For backwards compatibility we still provided a python-zarafa
module within python-kopano
. We plan to remove the compatibility bridge for Kopano Groupware Core 9.0.
Additionally this release will also be the last release that to ship php class files. These files were already redundant, since both Kopano WebApp and Z-Push were shipping their own versions for quite a while. With the removal of the php version of kopano-mr-accept and kopano-mr-process in 8.7, these files are now no longer needed and will therefore be removed in the 9.0 release.
What to look out for when upgrading?
This version introduces updates to the internal schema. Before upgrading to this version make sure that the steps explained in https://kb.kopano.io/display/WIKI/K-1216 have been executed or plan in additional time to execute these after the upgrade. kopano-server
will print upon restart if kopano-dbadm k-1216
still needs to be run. Another indicator would be the absense of the current running version in the versions
MySQL table.
It has been observed that the script for creating store cannot be found after upgrade:
https://jira.kopano.io/browse/KC-1339
The simple fix for this would be to uncomment the values for the userscripts so the built in defaults are used.
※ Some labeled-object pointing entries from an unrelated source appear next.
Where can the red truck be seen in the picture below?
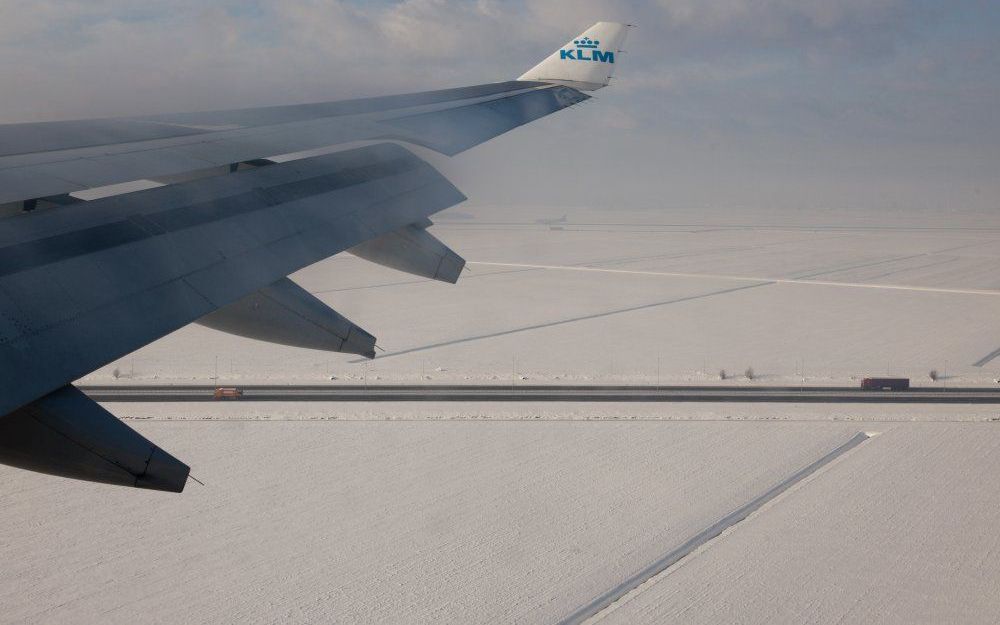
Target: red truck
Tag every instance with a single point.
(885, 384)
(228, 392)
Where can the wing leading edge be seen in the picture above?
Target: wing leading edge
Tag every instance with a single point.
(84, 283)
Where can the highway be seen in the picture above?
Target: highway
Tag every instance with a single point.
(565, 393)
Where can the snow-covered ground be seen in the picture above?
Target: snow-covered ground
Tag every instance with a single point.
(520, 512)
(636, 297)
(903, 530)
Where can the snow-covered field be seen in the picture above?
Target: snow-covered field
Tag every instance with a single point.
(635, 297)
(901, 531)
(520, 512)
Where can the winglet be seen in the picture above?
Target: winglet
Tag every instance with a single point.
(587, 62)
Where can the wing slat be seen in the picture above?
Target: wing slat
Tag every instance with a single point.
(449, 122)
(214, 242)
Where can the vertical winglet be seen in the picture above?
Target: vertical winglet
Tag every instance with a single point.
(587, 62)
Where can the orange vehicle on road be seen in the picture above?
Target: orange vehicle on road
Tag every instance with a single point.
(228, 392)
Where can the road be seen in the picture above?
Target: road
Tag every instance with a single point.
(499, 393)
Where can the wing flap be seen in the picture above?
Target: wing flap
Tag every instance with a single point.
(478, 115)
(414, 250)
(287, 314)
(188, 258)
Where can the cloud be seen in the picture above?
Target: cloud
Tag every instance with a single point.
(910, 80)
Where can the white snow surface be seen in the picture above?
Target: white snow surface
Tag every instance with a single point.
(384, 522)
(902, 530)
(628, 296)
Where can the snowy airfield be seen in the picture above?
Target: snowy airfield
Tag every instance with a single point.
(641, 296)
(519, 512)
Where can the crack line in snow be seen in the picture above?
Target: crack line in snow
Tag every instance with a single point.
(988, 358)
(853, 285)
(538, 326)
(605, 601)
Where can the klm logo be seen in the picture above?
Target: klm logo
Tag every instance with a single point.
(586, 50)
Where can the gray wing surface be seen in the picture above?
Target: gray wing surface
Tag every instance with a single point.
(54, 158)
(84, 283)
(79, 288)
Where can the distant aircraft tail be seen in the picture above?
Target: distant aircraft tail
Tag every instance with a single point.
(587, 62)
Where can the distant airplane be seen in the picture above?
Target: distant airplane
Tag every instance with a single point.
(219, 225)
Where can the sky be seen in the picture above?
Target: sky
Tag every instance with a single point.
(882, 105)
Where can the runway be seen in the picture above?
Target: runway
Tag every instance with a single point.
(564, 393)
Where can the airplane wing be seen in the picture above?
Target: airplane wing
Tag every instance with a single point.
(83, 283)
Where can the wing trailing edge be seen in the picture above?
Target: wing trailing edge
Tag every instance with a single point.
(414, 250)
(287, 314)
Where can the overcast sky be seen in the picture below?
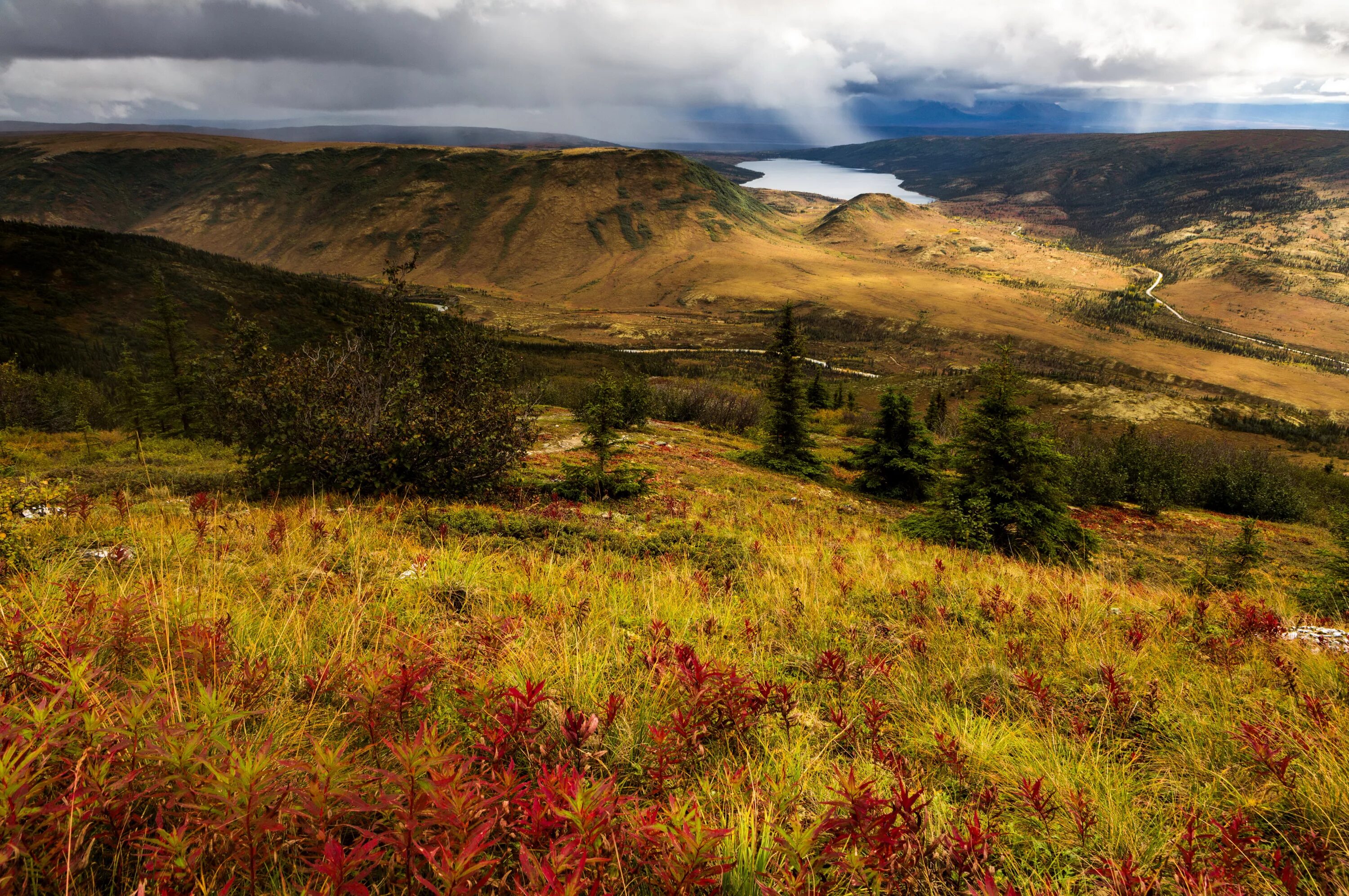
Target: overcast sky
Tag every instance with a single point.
(639, 69)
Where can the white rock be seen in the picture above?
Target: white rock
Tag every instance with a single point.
(1320, 639)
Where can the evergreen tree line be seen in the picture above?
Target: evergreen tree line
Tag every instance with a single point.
(1000, 485)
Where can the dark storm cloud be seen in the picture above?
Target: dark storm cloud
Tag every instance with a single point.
(630, 62)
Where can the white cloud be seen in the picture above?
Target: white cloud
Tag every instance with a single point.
(293, 56)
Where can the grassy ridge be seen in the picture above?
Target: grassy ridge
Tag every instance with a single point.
(1084, 720)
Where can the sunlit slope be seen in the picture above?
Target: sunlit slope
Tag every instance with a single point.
(597, 243)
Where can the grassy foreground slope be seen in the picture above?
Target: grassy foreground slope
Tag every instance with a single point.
(176, 671)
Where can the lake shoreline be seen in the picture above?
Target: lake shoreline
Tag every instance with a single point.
(822, 178)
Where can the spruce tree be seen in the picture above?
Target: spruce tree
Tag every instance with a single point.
(937, 412)
(603, 416)
(129, 393)
(900, 461)
(170, 355)
(817, 396)
(1011, 485)
(788, 446)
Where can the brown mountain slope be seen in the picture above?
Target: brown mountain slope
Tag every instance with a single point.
(609, 245)
(1263, 211)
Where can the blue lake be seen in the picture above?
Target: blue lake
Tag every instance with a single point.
(804, 176)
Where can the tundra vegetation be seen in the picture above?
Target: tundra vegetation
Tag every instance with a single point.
(371, 647)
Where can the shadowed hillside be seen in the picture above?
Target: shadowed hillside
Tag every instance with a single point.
(73, 297)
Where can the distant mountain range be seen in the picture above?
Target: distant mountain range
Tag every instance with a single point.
(342, 134)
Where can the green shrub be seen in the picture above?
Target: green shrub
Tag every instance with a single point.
(1158, 473)
(1328, 594)
(1228, 566)
(787, 446)
(585, 481)
(1252, 485)
(707, 405)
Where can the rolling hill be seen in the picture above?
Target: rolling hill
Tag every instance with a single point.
(610, 245)
(500, 138)
(1266, 212)
(73, 297)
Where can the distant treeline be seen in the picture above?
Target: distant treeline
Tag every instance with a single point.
(1316, 432)
(1158, 472)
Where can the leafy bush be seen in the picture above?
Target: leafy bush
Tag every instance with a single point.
(409, 398)
(1228, 566)
(1255, 485)
(1130, 468)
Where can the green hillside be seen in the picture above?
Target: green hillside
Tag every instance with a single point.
(72, 297)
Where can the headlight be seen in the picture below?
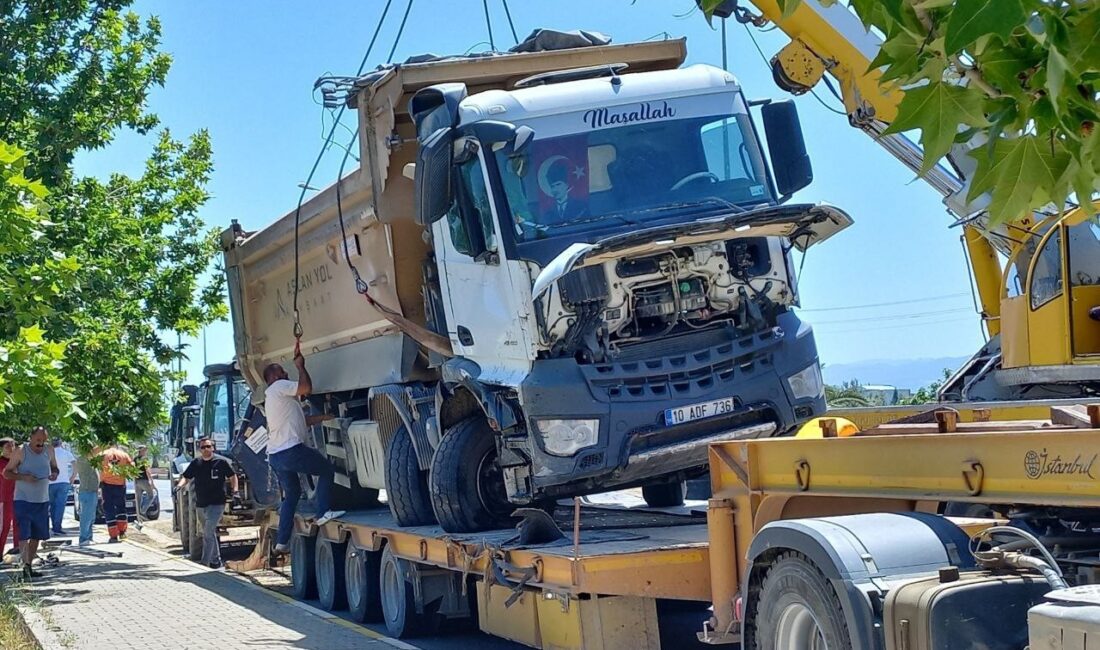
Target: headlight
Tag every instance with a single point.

This is explained in more detail in above ticket.
The kopano-search rpm now has a dependency on poppler-utils, which pulls in some additional packages:
https://jira.kopano.io/browse/KC-1245
When upgrading from our repositories on UCS you will notice that because of the above mentioned configuration file changes kopano-gateway
and kopano-ical
will refuse to start. The integration package already provided an upgrade script for this case within the 8.6.8 upgrade, which can be found at /usr/share/kopano4ucs/kopano4ucs-update-settings870.sh
.
As always make sure to have a backup of your running system and configuration before upgrading.